フィリーには事ある毎に、自分の想いを伝えているし、決して奥手ではないと思うが。
「女を抱きに来ることで、男は想いを伝えるものじゃないか? 伝統的なやり方の一つとして」
「ん? それって、夜這い?」
「そう、それだ。二人で一緒に朝を迎えて、想いが通じ合っていれば、ハッピーエンド」
「朝になっても通じ合わなかったら、どうなるんでしょうか?」
「男から誠心誠意の謝罪、これしかないだろ! バッドエンドだけどな。
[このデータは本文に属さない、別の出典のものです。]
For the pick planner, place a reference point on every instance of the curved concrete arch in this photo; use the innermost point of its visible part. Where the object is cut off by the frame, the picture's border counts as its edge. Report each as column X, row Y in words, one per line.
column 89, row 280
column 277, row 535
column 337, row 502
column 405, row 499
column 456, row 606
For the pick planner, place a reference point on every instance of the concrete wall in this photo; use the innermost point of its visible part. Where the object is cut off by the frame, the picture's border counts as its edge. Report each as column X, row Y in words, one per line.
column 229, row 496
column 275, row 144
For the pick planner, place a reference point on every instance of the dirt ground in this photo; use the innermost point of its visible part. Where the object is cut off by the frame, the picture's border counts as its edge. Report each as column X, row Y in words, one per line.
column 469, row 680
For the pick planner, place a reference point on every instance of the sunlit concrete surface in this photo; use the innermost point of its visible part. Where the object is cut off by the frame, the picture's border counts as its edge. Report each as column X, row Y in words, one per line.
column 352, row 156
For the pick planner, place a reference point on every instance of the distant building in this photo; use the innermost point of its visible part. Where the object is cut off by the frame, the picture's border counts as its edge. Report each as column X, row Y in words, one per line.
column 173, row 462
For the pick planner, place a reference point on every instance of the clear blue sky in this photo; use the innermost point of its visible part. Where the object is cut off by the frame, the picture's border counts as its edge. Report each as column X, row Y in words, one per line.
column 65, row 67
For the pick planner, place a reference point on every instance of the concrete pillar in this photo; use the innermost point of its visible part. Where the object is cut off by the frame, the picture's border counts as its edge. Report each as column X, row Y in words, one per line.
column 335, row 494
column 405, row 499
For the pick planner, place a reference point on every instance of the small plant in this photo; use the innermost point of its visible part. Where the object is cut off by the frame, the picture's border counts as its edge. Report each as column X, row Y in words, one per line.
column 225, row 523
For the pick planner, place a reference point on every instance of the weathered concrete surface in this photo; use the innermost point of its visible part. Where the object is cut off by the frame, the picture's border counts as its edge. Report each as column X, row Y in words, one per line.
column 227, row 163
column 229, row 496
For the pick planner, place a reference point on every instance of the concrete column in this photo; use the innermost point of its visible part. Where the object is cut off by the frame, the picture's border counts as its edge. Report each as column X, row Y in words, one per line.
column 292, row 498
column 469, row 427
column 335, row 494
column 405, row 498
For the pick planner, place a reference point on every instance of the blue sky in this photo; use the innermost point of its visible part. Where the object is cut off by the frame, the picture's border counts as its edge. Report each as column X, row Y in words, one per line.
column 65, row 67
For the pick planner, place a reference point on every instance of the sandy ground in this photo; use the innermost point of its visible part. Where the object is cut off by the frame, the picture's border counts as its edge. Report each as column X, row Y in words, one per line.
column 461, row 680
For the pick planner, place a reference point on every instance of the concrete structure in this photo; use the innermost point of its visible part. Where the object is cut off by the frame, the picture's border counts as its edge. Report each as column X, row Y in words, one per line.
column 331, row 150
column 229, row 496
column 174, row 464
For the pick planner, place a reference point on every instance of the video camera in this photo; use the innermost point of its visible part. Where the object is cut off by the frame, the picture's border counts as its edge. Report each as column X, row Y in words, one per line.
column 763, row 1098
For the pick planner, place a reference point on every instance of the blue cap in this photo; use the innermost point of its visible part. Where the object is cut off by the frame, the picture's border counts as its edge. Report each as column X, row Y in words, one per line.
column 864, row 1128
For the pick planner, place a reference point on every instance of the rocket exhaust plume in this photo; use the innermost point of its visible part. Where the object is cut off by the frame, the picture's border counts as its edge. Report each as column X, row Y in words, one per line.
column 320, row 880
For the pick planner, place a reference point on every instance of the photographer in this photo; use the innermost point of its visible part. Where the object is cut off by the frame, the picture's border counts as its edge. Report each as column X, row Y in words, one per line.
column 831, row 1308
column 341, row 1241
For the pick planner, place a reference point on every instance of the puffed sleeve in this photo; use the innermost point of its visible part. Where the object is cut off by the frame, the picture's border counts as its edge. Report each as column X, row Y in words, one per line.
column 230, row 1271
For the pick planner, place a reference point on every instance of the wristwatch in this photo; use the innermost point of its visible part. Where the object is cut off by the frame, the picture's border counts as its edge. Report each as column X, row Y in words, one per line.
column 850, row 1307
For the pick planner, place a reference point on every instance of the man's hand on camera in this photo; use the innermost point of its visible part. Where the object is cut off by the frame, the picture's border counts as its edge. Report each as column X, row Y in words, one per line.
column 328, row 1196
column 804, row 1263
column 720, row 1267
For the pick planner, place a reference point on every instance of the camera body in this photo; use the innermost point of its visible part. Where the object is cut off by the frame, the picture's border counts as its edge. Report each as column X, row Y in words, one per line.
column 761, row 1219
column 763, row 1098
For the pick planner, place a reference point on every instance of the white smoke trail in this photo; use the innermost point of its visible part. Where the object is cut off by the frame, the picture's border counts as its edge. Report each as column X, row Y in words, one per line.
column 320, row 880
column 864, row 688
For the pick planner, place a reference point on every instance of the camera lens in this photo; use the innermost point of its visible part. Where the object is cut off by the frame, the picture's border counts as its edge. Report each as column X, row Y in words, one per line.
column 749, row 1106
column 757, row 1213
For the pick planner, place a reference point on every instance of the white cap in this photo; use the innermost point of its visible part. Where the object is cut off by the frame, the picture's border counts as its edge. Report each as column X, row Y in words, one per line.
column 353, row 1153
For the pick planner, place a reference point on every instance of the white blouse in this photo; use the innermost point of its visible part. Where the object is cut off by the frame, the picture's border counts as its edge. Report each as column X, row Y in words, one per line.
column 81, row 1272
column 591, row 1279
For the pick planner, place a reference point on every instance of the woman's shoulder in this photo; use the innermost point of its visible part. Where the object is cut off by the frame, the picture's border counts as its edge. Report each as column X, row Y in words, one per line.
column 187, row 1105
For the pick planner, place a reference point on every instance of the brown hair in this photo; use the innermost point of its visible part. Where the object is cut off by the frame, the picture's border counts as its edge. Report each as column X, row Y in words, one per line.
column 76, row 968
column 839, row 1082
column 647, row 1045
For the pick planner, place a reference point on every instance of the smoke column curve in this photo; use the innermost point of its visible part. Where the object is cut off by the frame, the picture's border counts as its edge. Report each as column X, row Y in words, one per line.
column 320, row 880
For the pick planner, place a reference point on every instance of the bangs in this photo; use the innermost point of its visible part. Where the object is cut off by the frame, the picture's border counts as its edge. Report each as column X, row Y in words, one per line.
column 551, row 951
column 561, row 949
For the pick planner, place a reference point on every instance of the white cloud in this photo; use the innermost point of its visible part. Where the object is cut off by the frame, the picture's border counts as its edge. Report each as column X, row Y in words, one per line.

はっはっは!」
「そんな危ない賭けには乗れないぞ!?」
「男女の仲というのは、常に賭けの如き腹の読み合いだろうに、何を言っているのやら」
「格言っぽいこと言ってるけど、納得はできない!」
「まあ、そういう情熱的なアプローチが好みの女性もいるという話さ」
「フィリーも、そういう情熱的なのがいいのか?」
そうならば、ふっ、ちょいと強引な手段もやぶさかではない。
いや、むしろ大歓迎だ。
「私はプラトニックな交流から始めたいかな」
「真逆じゃん! さっきまでの話、全然参考にならないじゃん!」
「はっはっは! さあ、これでも飲んで落ち着きたまえ」
注がれたお酒を一気に飲んだ。
「うむ、その思い切りや良し!」
フィリーは酒を飲んだらまるで別人だが、どちらにしてもボクはフィリーに遊ばれている気がする。
楽しいけどね。
「酒ばかり飲んでないで、ほら、これ食べろよ。おいしいぞ」
「じゃあ、ストナードが食べさせてくれ」
「……ほら、口を開けて」
「あ~ん」
フィリーとボクは、夜遅くまでアクアコルト亭で騒々しくしていた。